«Феноменология духа» в интерпретации Роберта Брэндома. Интервью с Игорем Джохадзе
Беседа по случаю выхода книги Игоря Джохадзе «Брэндом о Гегеле: опыт аналитического прочтения “Феноменологии духа”», посвященной разбору реконструкции главного труда Гегеля.
А.К.: Игорь Давидович, в своей книге Вы обратились не просто к «Феноменологии» Гегеля, а к её аналитической реконструкции, предложенной Робертом Брэндомом. Чем объясняется такой выбор?
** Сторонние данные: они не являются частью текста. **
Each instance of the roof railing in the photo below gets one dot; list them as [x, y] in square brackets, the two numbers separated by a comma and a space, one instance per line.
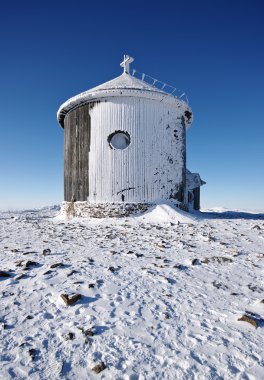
[170, 90]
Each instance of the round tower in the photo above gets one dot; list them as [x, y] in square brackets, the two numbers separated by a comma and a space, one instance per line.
[125, 143]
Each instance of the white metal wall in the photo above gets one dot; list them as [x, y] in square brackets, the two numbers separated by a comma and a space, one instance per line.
[152, 164]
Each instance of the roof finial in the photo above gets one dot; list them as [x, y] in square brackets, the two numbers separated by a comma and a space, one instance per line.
[127, 60]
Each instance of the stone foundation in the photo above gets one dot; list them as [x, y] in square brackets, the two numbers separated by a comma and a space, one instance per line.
[102, 210]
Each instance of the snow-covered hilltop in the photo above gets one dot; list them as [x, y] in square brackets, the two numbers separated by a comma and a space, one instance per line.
[167, 295]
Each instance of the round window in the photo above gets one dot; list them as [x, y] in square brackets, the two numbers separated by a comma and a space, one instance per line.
[119, 140]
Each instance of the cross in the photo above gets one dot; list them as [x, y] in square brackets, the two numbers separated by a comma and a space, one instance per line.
[126, 62]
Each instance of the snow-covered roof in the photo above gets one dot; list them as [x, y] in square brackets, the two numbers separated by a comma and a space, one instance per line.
[123, 85]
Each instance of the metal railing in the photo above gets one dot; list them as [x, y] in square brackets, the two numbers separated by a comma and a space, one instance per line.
[170, 90]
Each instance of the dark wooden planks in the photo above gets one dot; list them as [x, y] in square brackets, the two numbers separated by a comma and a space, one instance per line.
[77, 126]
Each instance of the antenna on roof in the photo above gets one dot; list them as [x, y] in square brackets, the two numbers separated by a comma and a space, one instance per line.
[126, 62]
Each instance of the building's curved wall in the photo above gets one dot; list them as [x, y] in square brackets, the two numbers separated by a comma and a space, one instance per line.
[151, 168]
[76, 154]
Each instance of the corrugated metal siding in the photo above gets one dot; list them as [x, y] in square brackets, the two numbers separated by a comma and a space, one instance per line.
[153, 163]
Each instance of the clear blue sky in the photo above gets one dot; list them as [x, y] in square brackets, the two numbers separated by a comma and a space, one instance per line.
[214, 50]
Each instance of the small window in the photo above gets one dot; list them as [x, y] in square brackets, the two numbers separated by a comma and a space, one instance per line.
[119, 140]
И.Д.: Занимаясь англо-американской философией начала XXI в., трудно пройти мимо Гегеля (который для философов-аналитиков постепенно перестает быть bête noire) и различных интерпретаций его учения. Уже поговаривают об «аналитическом гегельянстве», чуть ли не целой традиции, или школе, которая объединяет мыслителей, пытающихся осовременить Гегеля, связать его спекулятивную диалектику с лингвистической философией и неопрагматизмом, с идеями Г. Фреге, Л. Витгенштейна, У. Селларса, Р. Рорти. Одним из лидеров этого течения как раз и является Брэндом, ученик Рорти и Дэвида Льюиса, всю жизнь посвятивший изучению Гегеля. В 2019 году вышли его комментарии к «Феноменологии духа» — книга, писавшаяся медленно и, наверное, мучительно, без малого 40 лет. Эта работа, конечно, не могла не привлечь внимания специалистов, в особенности гегелеведов — как в США, так и в Европе. Издательство «Suhrkamp» уже выпустило её немецкую версию.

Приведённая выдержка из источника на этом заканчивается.